If, several months later, the deaths of Sharon and the ascendancy of Hamas have my audience feeling "edgy," my original commitment to this play would be strengthened: now more than ever, when my audience is even more fearful and is even more prone to dehumanize the Palestinian side of the issue, this play must be done because of the work it can do.

I have begun studying Chinese medicine lately. While the metaphor of artist as doctor has appeared on this blog, it is a Western model of medicine being used: looking at a wound or illness and trying to fix it. While I am in the very earliest stages of research into the topic of Chinese medicine, I have begun to see a much more dynamic and useful model of the "doctor" that I'd like to explore, because it applies to the NYTW situation, and to the artist in general.

From a website describing traditional Chinese medicine: "Chinese medicine views the body as an energetic system in dynamic balance. Qi, which can be translated as energy or life force, flows in a regular pattern through a system of channels — or meridians — to all parts of the body.
When the flow of Qi is unimpeded there is harmony, balance, and good health. When there are Qi blockages, too much or too little qi, there is an imbalance which can lead to disharmony and disease. Chinese medicine helps restore the body to balance and works on an energetic level to affect all aspects of a person..." [ital mine]

Perhaps we could conceive of the ideal society as a healthy body in which the life force flows unimpeded. To do so, there must be balance. In this model, the artist would have his or her hand on the pulse of the community, and respond to maintain balance. This is the opposite of "giving the audience what it wants," since what it will want is more of what has thrown it out of balance in the first place.
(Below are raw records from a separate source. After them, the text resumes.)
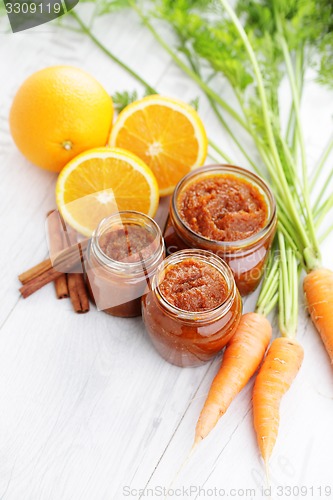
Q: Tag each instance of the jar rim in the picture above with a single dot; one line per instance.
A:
(209, 258)
(248, 175)
(127, 217)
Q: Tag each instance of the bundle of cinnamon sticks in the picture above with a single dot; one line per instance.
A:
(69, 258)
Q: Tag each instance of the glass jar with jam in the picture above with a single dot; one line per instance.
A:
(123, 255)
(229, 211)
(193, 307)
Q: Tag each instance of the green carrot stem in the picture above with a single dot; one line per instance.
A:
(230, 132)
(327, 232)
(321, 212)
(324, 188)
(270, 136)
(106, 51)
(188, 70)
(219, 151)
(321, 163)
(270, 283)
(291, 242)
(269, 290)
(309, 218)
(284, 291)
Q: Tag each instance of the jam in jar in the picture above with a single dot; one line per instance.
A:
(193, 307)
(229, 211)
(123, 255)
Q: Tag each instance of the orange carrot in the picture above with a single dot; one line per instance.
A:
(241, 359)
(318, 288)
(276, 374)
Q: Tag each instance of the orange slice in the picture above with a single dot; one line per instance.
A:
(167, 134)
(101, 181)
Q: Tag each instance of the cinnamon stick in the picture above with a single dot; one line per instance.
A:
(78, 292)
(56, 244)
(34, 272)
(67, 260)
(61, 286)
(38, 282)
If society has become too ordered and uptight, like say America of the 1950s, then the artist must throw his or her weight in the opposite direction -- which is exactly what happened with the beats in the 50s and the explosion of counter-culture art in the 60s. If the society is racist, then the artist must throw himself or herself in the opposite direction. Homophobic? Same thing. With the goal of restoring balance.

At a certain point, the society will begin swinging too far in the other direction, and the artist, hand on the pulse, will begin to move in another direction. For instance, the abandonment of all artistic form and structure in the 1960s, while a necessary corrective, might need another corrective so as to avoid total anarchy. Again, the artist moves in opposition to the prevailing norm, always asking what his or her community needs at that particular moment.

Had Nicola's audience been evenly split between those who could not see the Palestinian viewpoint, and those who could not see the Israeli viewpoint, a play other than My Name is Rachel Corrie might have been a better choice, one that perhaps humanized both sides of the conflict. Again, this decision would be based on a knowledge of the audience, on taking the audience's pulse.

The artist becomes the canary in the mine who senses trouble first, and sings out a warning. Or another analogy: the artist is poised at society's fulcrum, and senses every shift first. Either way, the artist, or artistic director, asks: what does my community need now?